Although feng shui is more than 3,000 years old, some Westerners are still mystified by the practice, which aims to optimize a space’s natural energy, known as chi.
Feng shui hinges on principles found in physics, philosophy, astronomy, astrology and Taoism, a Chinese religion and philosophy. Feng shui practitioners use colors, materials and specific layouts to create balance and attract positive energy and outcomes.
“It’s an art and a science at the same time,” Juwai Executive Chairman Georg Chmiel said. “The key is harmonizing individuals with their surrounding environment. It’s about constructing and optimizing residences as well as businesses for prosperity, happiness and abundance.”
Chmiel says the level of feng shui knowledge real estate agents need ultimately depends on “how deep they want to go.” Agents can consult a feng shui master, but most agents only need to know a handful of basic principles:
- Furniture should be arranged so the homeowner doesn’t sit with their back to the door.
- Single-story homes are preferred so the flow of energy isn’t disrupted.
- Bathrooms and toilets should be hidden from view to protect the rest of the home from the “dirty chi” a bathroom generates.
- Doors, especially bedroom doors, shouldn’t directly face each other to avoid conflicting energies.
Although feng shui’s principles may seem confusing at first, Chmiel says they make common sense once you’ve begun to implement them in a listing.
“Often some of our design principles in the Western world apply elements of feng shui,” he noted. “When you see these principles applied, they all make a bit of sense.”
“They really only help in making people feel better,” he added. “You can say, ‘it just looks good’ or you can see it on a more spiritual level. It’s really up to the individual.”
Chmiel says a home’s chi is especially important for Chinese buyers and that they’re willing to pay more for a home with good chi.
“You can definitely improve the value and the attractiveness of a property by applying feng shui principles,” he said. “You should take a healthy adoption of those principles without going overboard to make it more attractive for a Chinese market.”
Chmiel points to a $23 million Trump Tower condo and Nicole Kidman’s $3 million super-yacht as examples of properties with good chi.
“There is no change of floor levels, for example, up to a loft or down to a sunken living room,” he explained in a written statement. “Another positive is that, from the entrance, you cannot see the toilets, bathrooms, kitchen, or bedrooms.”
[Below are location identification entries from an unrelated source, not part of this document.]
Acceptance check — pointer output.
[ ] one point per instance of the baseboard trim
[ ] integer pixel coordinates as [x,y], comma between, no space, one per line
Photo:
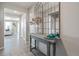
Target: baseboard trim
[1,48]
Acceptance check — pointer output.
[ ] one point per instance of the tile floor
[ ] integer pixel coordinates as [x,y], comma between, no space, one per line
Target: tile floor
[14,46]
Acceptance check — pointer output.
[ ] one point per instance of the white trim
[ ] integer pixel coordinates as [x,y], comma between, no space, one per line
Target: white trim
[1,48]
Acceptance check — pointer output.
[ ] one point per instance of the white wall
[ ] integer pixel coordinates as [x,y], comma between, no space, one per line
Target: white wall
[23,26]
[1,26]
[70,27]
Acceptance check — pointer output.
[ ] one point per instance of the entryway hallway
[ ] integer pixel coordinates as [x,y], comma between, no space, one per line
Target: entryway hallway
[15,47]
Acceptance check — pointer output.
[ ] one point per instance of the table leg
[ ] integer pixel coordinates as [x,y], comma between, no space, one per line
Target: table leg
[54,49]
[48,49]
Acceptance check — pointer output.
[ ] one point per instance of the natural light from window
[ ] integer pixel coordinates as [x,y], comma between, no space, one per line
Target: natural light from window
[11,18]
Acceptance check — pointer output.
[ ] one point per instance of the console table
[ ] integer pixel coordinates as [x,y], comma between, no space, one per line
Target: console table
[42,39]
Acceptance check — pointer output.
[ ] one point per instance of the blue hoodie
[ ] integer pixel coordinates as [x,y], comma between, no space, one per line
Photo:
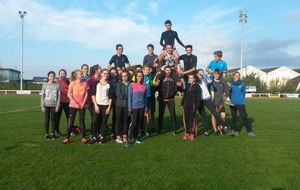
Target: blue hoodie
[238,92]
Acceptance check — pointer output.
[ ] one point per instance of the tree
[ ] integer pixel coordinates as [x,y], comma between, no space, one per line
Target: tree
[275,86]
[289,87]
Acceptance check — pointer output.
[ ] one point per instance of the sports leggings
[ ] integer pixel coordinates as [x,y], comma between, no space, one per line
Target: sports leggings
[64,106]
[121,121]
[100,121]
[49,115]
[136,117]
[243,113]
[210,106]
[72,116]
[161,111]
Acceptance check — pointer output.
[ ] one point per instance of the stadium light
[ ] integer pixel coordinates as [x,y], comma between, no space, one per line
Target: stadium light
[242,20]
[22,15]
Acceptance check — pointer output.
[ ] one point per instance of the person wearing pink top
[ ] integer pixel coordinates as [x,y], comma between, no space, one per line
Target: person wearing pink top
[95,71]
[77,94]
[64,100]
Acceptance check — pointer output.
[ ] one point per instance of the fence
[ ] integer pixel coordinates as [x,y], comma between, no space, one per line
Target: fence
[248,95]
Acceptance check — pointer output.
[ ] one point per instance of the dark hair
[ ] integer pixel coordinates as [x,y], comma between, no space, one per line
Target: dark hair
[217,71]
[136,76]
[118,45]
[150,45]
[168,67]
[189,46]
[62,70]
[103,70]
[168,45]
[199,70]
[84,65]
[73,74]
[93,69]
[138,66]
[235,73]
[49,73]
[218,53]
[168,22]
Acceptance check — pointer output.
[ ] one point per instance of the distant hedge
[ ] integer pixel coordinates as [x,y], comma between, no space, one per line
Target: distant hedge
[16,86]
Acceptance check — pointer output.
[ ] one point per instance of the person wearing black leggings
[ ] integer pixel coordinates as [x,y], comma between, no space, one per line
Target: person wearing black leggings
[121,126]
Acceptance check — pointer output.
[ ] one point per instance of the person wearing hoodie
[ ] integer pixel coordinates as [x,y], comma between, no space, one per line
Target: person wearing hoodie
[237,96]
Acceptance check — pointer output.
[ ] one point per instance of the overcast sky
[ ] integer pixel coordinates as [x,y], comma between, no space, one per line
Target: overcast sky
[68,33]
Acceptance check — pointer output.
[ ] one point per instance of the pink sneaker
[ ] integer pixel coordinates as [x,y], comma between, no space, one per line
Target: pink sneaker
[192,137]
[83,140]
[66,141]
[186,136]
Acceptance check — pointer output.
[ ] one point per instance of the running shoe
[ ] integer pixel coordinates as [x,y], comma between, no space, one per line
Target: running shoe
[251,134]
[53,136]
[192,137]
[119,140]
[83,140]
[93,141]
[138,141]
[47,137]
[229,102]
[186,136]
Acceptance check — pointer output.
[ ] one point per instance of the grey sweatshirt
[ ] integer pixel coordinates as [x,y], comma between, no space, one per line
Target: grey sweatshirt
[50,96]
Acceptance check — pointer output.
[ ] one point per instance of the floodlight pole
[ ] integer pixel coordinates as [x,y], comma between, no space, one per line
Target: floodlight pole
[22,15]
[242,20]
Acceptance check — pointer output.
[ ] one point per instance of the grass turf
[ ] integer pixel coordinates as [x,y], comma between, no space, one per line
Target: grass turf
[268,161]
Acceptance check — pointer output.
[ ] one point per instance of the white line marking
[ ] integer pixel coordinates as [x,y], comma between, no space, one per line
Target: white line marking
[18,110]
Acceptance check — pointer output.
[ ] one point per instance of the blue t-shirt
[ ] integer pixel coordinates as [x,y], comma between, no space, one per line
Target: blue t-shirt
[217,65]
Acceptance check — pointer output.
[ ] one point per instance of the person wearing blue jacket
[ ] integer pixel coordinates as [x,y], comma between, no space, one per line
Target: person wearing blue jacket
[237,96]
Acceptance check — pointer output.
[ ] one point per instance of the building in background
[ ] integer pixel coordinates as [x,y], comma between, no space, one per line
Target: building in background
[9,75]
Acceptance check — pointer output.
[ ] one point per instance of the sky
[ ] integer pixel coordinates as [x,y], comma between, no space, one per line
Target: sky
[64,34]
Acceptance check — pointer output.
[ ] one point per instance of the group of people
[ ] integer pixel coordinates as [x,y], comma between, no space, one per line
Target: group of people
[130,95]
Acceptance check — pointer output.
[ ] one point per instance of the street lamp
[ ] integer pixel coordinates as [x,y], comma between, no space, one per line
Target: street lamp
[243,20]
[22,15]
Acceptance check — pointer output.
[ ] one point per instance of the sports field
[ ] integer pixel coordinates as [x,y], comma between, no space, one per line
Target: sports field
[269,161]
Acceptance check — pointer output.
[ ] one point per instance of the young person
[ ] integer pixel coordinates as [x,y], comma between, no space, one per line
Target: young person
[168,37]
[218,63]
[167,86]
[203,81]
[113,80]
[121,127]
[190,101]
[148,82]
[64,99]
[77,94]
[95,71]
[217,91]
[85,71]
[151,57]
[137,107]
[237,95]
[120,60]
[189,63]
[102,99]
[50,102]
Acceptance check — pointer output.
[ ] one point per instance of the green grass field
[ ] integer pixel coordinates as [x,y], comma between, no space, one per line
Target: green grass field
[269,161]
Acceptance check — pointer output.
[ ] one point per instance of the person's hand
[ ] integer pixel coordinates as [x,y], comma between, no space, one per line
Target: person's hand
[97,110]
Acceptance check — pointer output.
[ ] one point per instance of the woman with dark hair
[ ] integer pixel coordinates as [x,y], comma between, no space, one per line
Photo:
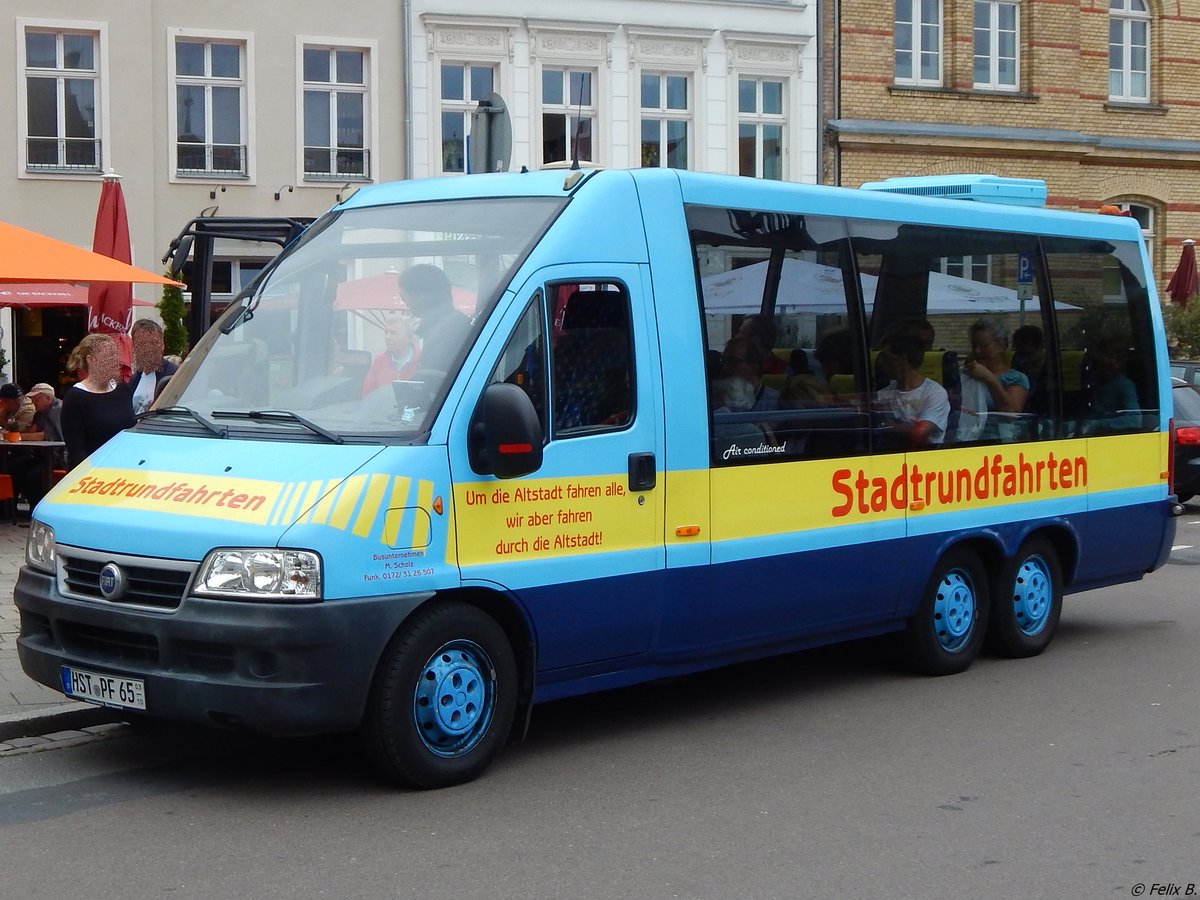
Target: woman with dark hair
[1007,388]
[100,405]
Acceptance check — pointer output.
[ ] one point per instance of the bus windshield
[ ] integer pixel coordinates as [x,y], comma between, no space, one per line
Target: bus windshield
[358,329]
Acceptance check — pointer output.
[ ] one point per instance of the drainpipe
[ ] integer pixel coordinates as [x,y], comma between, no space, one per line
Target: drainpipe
[406,34]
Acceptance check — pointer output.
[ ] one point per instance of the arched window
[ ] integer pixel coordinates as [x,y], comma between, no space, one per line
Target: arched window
[1129,51]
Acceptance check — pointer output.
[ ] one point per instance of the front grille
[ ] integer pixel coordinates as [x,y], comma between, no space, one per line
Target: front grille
[154,586]
[108,643]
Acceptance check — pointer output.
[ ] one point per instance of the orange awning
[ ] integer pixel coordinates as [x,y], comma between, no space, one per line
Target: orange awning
[33,295]
[31,257]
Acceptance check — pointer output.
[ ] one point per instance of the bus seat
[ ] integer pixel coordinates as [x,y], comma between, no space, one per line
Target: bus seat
[592,378]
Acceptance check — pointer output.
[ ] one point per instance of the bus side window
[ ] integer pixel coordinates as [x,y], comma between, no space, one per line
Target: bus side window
[592,364]
[523,360]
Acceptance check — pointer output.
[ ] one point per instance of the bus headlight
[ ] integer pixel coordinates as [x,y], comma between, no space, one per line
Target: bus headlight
[40,547]
[259,574]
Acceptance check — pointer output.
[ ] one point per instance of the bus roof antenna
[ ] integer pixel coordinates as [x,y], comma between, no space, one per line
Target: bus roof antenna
[579,123]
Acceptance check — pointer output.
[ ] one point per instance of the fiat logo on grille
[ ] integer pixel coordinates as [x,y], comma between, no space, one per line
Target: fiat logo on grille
[112,581]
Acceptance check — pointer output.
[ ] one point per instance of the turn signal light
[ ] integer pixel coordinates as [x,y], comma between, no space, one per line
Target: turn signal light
[1187,435]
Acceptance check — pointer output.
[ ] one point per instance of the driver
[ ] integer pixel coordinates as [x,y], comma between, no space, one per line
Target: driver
[401,354]
[442,329]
“In feng shui terms, that means there is no dirty water Qi (or energy) from the toilet entering the kitchen,” he added.
When it comes to Nicole Kidman’s luxury Hokulani yacht, Chmiel says it has good chi, especially because all toilets, bathrooms, bedrooms and the kitchen are hidden from view.
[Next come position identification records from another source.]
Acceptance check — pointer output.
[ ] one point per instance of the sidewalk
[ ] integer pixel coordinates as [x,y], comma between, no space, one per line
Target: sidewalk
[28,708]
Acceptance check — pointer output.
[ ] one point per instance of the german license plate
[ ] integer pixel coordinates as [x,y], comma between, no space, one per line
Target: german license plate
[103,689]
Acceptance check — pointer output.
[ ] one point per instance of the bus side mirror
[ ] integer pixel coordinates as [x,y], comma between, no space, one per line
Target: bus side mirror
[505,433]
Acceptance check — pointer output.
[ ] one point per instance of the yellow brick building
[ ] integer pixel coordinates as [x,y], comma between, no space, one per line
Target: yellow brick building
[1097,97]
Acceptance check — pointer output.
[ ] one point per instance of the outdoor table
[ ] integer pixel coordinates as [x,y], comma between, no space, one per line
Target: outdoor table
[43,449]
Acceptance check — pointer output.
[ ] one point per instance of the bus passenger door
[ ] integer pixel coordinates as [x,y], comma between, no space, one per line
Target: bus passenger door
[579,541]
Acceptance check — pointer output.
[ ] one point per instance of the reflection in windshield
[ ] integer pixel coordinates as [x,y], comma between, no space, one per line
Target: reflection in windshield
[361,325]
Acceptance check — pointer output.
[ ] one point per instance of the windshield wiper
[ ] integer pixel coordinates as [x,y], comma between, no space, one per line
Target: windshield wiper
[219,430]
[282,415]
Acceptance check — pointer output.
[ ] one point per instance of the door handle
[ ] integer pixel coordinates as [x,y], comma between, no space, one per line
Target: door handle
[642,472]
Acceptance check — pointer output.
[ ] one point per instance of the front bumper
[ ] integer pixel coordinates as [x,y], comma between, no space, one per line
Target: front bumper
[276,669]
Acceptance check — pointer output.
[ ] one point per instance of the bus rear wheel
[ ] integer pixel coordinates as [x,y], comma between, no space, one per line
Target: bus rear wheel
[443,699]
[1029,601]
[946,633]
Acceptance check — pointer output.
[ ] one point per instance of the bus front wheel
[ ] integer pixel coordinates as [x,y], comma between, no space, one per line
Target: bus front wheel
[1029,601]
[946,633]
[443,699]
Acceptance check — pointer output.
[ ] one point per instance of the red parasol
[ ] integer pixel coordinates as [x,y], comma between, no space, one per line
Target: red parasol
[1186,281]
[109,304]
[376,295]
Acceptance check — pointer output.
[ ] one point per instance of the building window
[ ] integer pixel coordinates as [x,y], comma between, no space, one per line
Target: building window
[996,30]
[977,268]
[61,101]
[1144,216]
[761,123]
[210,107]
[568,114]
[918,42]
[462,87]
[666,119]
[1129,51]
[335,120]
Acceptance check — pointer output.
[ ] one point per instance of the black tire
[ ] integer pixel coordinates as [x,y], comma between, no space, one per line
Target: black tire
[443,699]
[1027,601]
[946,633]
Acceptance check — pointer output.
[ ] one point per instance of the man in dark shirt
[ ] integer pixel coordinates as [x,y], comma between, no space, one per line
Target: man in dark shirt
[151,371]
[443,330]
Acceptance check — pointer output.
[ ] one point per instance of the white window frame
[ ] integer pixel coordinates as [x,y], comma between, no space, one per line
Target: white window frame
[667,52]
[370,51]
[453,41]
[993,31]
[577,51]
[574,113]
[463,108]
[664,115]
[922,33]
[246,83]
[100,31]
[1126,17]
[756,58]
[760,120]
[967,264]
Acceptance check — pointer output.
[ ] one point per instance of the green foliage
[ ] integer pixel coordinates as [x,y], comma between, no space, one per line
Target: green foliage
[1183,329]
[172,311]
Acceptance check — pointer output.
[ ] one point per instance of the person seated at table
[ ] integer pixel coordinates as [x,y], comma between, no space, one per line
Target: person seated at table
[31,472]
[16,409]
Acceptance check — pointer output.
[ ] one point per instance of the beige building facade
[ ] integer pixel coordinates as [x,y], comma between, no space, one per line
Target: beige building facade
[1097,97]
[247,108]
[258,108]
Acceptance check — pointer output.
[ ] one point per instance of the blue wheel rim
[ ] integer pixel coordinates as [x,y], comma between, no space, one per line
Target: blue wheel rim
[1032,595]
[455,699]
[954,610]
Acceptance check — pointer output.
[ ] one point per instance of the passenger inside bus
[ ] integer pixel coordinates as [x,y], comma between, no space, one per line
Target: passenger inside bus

However, he does offer one improvement when it comes to the positioning of the cabin doors: “The doors to the cabins directly face each other across a narrow hallway. Our feng shui report suggests the new owners either change the location of these doors or add door curtains to avoid chi interference between the cabins.”
Chmiel says agents don’t need to be intimidated by feng shui, while pointing to a tool Juwai released last month that evaluates the Chi of the site’s more than 3.1 million listings.
Using Archistar.ai’s intelligent floor plan design tool, Juwai offers buyers a “Prosperous Home Report” that highlights a home’s good feng shui and offers suggestions on what needs to be improved.
“Feng shui is an endlessly deep and fascinating science, but as a real estate agent, you don’t have to become a feng shui master yourself,” he said.